De Soya ha quasi dimenticato la forza della voce del cardinale Lourdusamy: un basso brontolio che pare sorgere dalla terra, oltre che dal massiccio corpo del prelato. Il cardinale Lourdusamy è gigantesco, una grande massa di seta rossa, di lino bianco e di velluto cremisi, una montagna umana culminante nella grossa testa sopra una serie di menti; ha bocca piccola, occhi piccini e vivaci, cranio quasi calvo messo in risalto dallo zucchetto cremisi.

— Federico — tuona il cardinale Lourdusamy — sono davvero compiaciuto e deliziato che lei abbia superato senza risentirne tutte quelle morti e quelle vicissitudini. La vedo in ottime condizioni, figliolo. Stanco, ma in forma.

— Grazie, Eccellenza — dice de Soya.

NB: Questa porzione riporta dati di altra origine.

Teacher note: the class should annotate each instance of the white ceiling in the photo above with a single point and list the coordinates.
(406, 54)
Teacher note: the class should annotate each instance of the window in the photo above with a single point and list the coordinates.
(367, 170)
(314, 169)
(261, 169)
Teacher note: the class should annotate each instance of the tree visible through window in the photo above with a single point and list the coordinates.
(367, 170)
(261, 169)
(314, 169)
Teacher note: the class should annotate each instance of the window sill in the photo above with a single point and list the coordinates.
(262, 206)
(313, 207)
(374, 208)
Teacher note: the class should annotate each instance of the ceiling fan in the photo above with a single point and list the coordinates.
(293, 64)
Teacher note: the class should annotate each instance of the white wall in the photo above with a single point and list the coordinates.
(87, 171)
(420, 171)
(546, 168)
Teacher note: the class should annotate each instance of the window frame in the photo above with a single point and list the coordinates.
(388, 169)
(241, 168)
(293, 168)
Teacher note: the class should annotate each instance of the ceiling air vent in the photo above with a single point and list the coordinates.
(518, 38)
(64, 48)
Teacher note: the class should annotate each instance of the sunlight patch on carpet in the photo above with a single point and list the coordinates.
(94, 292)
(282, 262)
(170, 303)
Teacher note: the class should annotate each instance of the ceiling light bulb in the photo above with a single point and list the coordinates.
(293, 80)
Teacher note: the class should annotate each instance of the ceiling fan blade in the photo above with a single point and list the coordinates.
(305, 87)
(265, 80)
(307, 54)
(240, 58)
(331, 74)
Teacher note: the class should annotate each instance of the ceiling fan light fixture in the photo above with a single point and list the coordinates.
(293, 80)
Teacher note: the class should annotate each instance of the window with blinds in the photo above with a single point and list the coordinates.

Monsignor Oddi si è accomodato alla sinistra del prete-capitano, un po’ più discosto dalla scrivania del cardinale.

— E mi dicono che ieri lei è comparso davanti al tribunale del Sant’Uffizio — tuona il cardinale Lourdusamy, guardando negli occhi de Soya e trapassandolo con lo sguardo.

— Sì, Eccellenza.

— Niente schiacciapollici, mi auguro. Niente vergini di Norimberga o ferri arroventati. Oppure l’hanno messa sulla ruota? — La sua risatina pare echeggiare nell’ampio petto.

— No, Eccellenza — dice de Soya. Riesce a trovare un sorriso.

— Bene, bene — dice il cardinale. La luce di un tubo al neon, dieci metri più in alto, gli fa sfavillare l’anello. Il cardinale si sporge e sorride. — Quando Sua Santità ordinò al Sant’Uffizio di riprendere l’antico nome, Inquisizione, alcuni miscredenti pensarono che nella Chiesa fossero tornati i giorni di follia e di terrore. Ma ora sanno come stanno le cose, Federico. L’unico potere del Sant’Uffizio consiste nel consigliare gli Ordini della Chiesa, la sua autorità punitiva consiste nel raccomandare la scomunica.

De Soya si umetta le labbra. — Ma quella è una punizione terribile, Eccellenza.

— Sì — riconosce il cardinale Lourdusamy e non usa più un tono scherzoso. — Terribile. Ma non è cosa di cui lei debba preoccuparsi, figliolo. L’incidente ormai è passato. Il suo nome e la sua reputazione sono completamente salvi dal biasimo. Il rapporto che il tribunale invierà a Sua Santità la proscioglierà da qualsiasi colpa più grave di… come dire… di una certa insensibilità per i sentimenti di un certo vescovo di provincia che ha nella Curia sufficienti amici per pretendere quell’indagine conoscitiva.

De Soya ancora non osa tirare un sospiro di sollievo. — Il vescovo Melandriano è un ladro, Eccellenza.

I vivaci occhietti del cardinale Lourdusamy si spostano per un attimo verso monsignor Oddi, poi tornano a fissare in viso il prete-capitano. — Sì, sì, Federico — dice il Segretario di Stato. — Lo sappiamo. Ne eravamo al corrente già da qualche tempo. Il buon vescovo, nella sua remota città galleggiante su quel mondo d’acqua, avrà il suo momento davanti ai cardinali del Sant’Uffizio, stia tranquillo. E stia pure tranquillo che per lui le raccomandazioni non saranno altrettanto indulgenti. — Con uno scricchiolio di legno antico si appoggia all’alto schienale. — Ma dobbiamo parlare d’altre cose, figliolo. È pronto a riprendere la sua missione?

— Sì, Eccellenza — risponde de Soya. Si sorprende per l’immediatezza e la sincerità della risposta. Fino a quel momento ha ritenuto meglio che sia stato posto termine a quella parte della sua vita e del suo servizio.

Il cardinale Lourdusamy diventa più serio. Pare serrare con forza le mascelle. — Magnifico — tuona. — Ora, mi è stato detto che uno dei suoi uomini è morto durante la spedizione a Hebron.

— Un incidente nella fase di risurrezione, Eccellenza.

Il cardinale Lourdusamy scuote la testa. — Terribile. Terribile.

— Il lanciere Rettig — soggiunge il Padre Capitano de Soya: sente il bisogno che sia fatto il nome di quell’uomo. — Era un buon soldato.

Negli occhi del cardinale c’è un luccichio come di lacrime. Lourdusamy guarda in viso de Soya e dice: — Prowederemo ai suoi genitori e a sua sorella. Un fratello del lanciere Rettig raggiunse il grado di prete-comandante su Bressia. Lo sapeva, figliolo?